Sicuramente però ha fatto ancora più clamore l'addio di Felipe. Il ragazzo voleva un anno di contratto in più dopo il rinnovo automatico, per chiudere la carriera all'Udinese. Si è trovato venduto alla SPAL senza troppi complimenti e con l'evidente insoddisfazione di mister Delneri, che vedeva nell'italo brasiliano uno dei punti fermi della sua formazione e a ragion veduta. Per quanto Felipe non sia riuscito ad esplodere ad altissimi livelli, parliamo di uno dei pochi giocatori con una carriera importante in Serie A e cresciuto nelle giovanili dell'Udinese nei tempi recenti. 10 anni di bianconero per lui, un gol al Camp Nou, una fascia da capitano che i tifosi volevano dare a lui dopo il suo ritorno a Udine nel 2015 e che invece è stata data a Danilo. Trattato come una persona attaccata solo ai soldi, ha segnato il gol vittoria della SPAL sull'Hellas Verona che ha fatto scendere l'Udinese nel pacchetto di squadre al quart'ultimo posto. Anche la sorte forse ha capito che dar via un ragazzo che ci teneva così tanto ai suoi colori non è stata una bella mossa, soprattutto considerando quanti gol prende la nuova retroguardia.

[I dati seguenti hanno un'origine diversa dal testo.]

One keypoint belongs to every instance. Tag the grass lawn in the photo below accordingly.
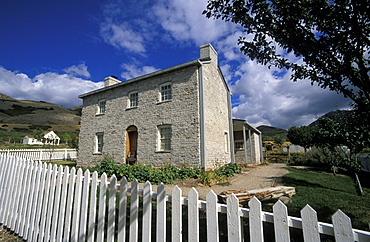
(327, 193)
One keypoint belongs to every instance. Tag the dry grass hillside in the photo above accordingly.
(22, 115)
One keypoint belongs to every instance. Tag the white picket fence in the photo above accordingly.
(41, 154)
(44, 203)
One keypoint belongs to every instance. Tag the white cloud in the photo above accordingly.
(79, 70)
(277, 101)
(62, 89)
(184, 21)
(133, 70)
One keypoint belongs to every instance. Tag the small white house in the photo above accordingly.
(49, 138)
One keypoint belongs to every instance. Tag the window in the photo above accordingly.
(239, 145)
(101, 106)
(164, 141)
(227, 145)
(133, 99)
(99, 142)
(166, 92)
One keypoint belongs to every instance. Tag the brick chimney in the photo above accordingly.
(208, 53)
(110, 80)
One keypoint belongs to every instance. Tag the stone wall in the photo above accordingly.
(216, 106)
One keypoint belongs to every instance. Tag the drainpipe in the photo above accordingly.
(202, 121)
(245, 145)
(261, 150)
(250, 144)
(231, 129)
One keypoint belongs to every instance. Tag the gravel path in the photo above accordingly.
(253, 177)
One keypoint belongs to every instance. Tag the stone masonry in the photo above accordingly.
(200, 100)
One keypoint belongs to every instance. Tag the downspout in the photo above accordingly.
(202, 119)
(245, 145)
(250, 144)
(261, 149)
(231, 129)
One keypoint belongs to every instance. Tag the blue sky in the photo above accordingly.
(56, 50)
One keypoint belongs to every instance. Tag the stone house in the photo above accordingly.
(247, 143)
(179, 115)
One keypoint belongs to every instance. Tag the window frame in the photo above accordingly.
(102, 108)
(227, 142)
(99, 143)
(130, 99)
(165, 95)
(164, 139)
(238, 147)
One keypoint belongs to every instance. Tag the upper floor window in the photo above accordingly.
(239, 145)
(133, 99)
(164, 137)
(101, 106)
(166, 92)
(99, 142)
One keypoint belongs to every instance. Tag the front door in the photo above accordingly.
(131, 145)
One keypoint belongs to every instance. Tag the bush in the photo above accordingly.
(166, 174)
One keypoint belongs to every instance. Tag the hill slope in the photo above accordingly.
(32, 114)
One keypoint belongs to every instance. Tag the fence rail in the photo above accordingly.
(41, 154)
(41, 202)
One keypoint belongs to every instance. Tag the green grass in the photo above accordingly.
(326, 194)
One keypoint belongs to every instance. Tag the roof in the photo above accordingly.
(140, 78)
(244, 122)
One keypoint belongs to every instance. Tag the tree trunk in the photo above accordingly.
(358, 186)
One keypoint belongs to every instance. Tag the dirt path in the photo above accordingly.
(253, 177)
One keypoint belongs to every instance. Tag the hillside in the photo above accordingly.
(269, 132)
(22, 115)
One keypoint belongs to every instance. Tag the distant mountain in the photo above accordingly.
(21, 114)
(269, 132)
(335, 115)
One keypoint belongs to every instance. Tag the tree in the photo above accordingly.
(331, 36)
(302, 136)
(279, 140)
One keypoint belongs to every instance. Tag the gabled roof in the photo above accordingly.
(147, 76)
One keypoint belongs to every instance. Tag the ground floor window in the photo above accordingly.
(99, 142)
(164, 137)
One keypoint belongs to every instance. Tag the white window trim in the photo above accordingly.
(160, 92)
(239, 141)
(129, 99)
(99, 111)
(227, 142)
(159, 140)
(96, 148)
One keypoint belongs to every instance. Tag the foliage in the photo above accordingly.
(166, 174)
(229, 170)
(326, 194)
(332, 37)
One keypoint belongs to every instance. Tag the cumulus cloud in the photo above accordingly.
(132, 70)
(79, 70)
(265, 98)
(62, 89)
(184, 21)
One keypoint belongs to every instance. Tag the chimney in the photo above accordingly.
(208, 53)
(110, 80)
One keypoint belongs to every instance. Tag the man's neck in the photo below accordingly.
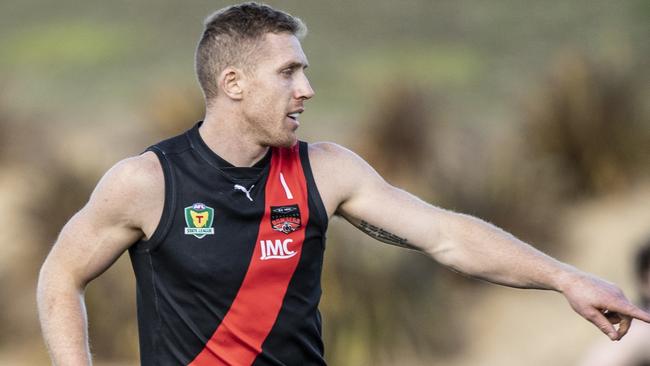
(224, 136)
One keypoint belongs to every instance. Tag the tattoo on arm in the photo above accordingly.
(385, 236)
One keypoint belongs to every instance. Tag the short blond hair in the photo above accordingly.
(231, 36)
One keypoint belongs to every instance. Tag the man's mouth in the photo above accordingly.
(294, 115)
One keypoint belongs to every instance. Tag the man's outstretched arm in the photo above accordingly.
(352, 189)
(88, 244)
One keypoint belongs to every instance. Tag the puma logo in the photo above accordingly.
(239, 187)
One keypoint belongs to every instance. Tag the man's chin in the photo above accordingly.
(285, 141)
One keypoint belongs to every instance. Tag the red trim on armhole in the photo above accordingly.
(239, 338)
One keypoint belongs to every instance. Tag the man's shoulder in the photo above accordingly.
(136, 179)
(325, 151)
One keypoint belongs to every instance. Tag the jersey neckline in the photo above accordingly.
(234, 173)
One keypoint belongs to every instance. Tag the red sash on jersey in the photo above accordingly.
(238, 339)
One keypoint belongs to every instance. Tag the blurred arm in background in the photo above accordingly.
(124, 207)
(351, 188)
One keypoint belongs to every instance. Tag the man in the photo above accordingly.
(633, 350)
(225, 224)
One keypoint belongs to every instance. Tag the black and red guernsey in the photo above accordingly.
(231, 275)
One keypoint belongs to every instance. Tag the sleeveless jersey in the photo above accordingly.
(231, 275)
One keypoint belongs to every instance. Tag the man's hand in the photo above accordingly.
(603, 304)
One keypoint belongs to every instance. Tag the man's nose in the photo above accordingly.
(304, 90)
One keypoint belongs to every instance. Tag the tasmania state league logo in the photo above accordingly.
(198, 218)
(285, 219)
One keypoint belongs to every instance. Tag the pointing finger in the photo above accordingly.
(632, 311)
(624, 325)
(599, 320)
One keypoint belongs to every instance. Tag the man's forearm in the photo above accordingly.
(62, 315)
(476, 248)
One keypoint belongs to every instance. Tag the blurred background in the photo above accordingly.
(532, 115)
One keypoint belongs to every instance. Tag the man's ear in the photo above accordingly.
(230, 82)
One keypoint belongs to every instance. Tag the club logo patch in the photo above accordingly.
(198, 218)
(285, 219)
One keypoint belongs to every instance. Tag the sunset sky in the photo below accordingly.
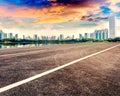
(54, 17)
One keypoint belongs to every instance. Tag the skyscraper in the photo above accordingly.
(1, 34)
(112, 26)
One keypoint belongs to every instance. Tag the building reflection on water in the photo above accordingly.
(20, 46)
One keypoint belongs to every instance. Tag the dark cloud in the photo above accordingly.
(30, 3)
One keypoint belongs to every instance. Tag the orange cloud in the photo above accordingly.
(53, 14)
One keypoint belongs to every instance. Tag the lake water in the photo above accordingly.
(18, 46)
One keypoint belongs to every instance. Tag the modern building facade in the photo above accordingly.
(1, 34)
(101, 34)
(112, 26)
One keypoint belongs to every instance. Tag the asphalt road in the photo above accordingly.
(96, 76)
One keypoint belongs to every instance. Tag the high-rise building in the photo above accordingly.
(16, 36)
(80, 36)
(86, 35)
(73, 37)
(112, 26)
(35, 37)
(1, 34)
(101, 34)
(92, 36)
(61, 37)
(5, 35)
(24, 37)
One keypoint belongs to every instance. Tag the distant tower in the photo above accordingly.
(112, 26)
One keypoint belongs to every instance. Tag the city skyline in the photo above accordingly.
(54, 17)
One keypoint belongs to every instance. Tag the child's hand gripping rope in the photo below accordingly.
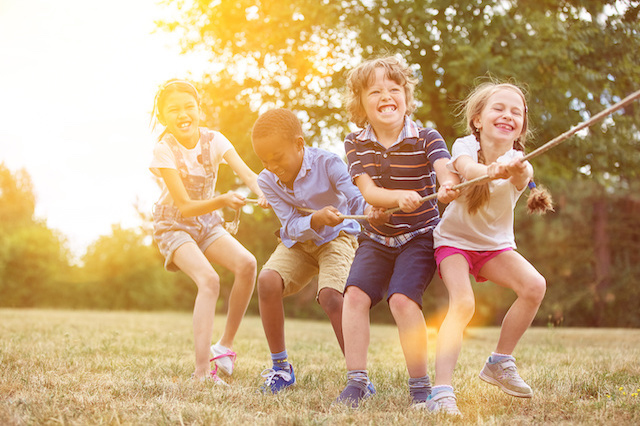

Lo stesso Felipe ci rimase malissimo per il trattamento ricevuto e ci tengo a riportare il messaggio da lui pubblicato un po' di tempo dopo l'addio: “Sono arrivato a Udine che ero un ragazzo, poco più di un bambino. A 15 anni esiste solo il pallone, non conta altro. Lasci casa e insegui un sogno. Ora a 32 vado via da uomo. Ho girato diverse squadre, e alla fine sono tornato da dove ero partito, Udine. Questa terra, questa città mi hanno dato tanto. Tutto. Qui ho trovato l’amore ed è nata mia figlia. Qui, mi avete fatto sentire come a casa. E’ obbligo prima di dirvi “ciao”, restituire un pò dell’affetto che mi avete dato in questi anni e ringraziarvi di cuore. Dunque ringrazio tutti voi – gente dell’Udinese – che mi avete sostenuto e voluto bene, dentro e fuori dal campo. Nei momenti belli e in quelli meno. Nelle notti d’Europa, dove insieme siamo andati a sfidare il Barcellona, fino ai pomeriggi più caldi, dove non ci avete mai lasciati soli, ma sempre sostenuti. In campo corri, cadi, ti rialzi … ma il vostro affetto l’ho sentito attorno a me ogni minuto di ogni “maledetta domenica”. Avrei voluto finisse diversamente. Avrei voluto fortemente finire con voi, qui ad Udine, la mia carriera. Ma questo purtroppo non sarà possibile, e non per volere mio. Il calcio ha la memoria corta, molto. Troppo. E non guarda mai indietro – nemmeno se si tratta di pochi mesi … figuriamoci anni. Ho ricevuto molto dall’Udinese. In cambio ho donato moltissimo. Passione, amore, impegno. Coi soldi puoi comprare un uomo – forse – non il sogno di un bambino. Quel sogno non è mai finito, e continuerà da un’altra parte. A voi dico grazie, dico “mandi” e non addio, perchè la mia casa è e sarà per sempre Udine e l’Udinese. Alcuni dirigenti passano, e rimarranno un nome su una scrivania … i protagonisti veri sono quelli che rimangono nel cuore della gente. Anche dopo aver tolto la maglia“.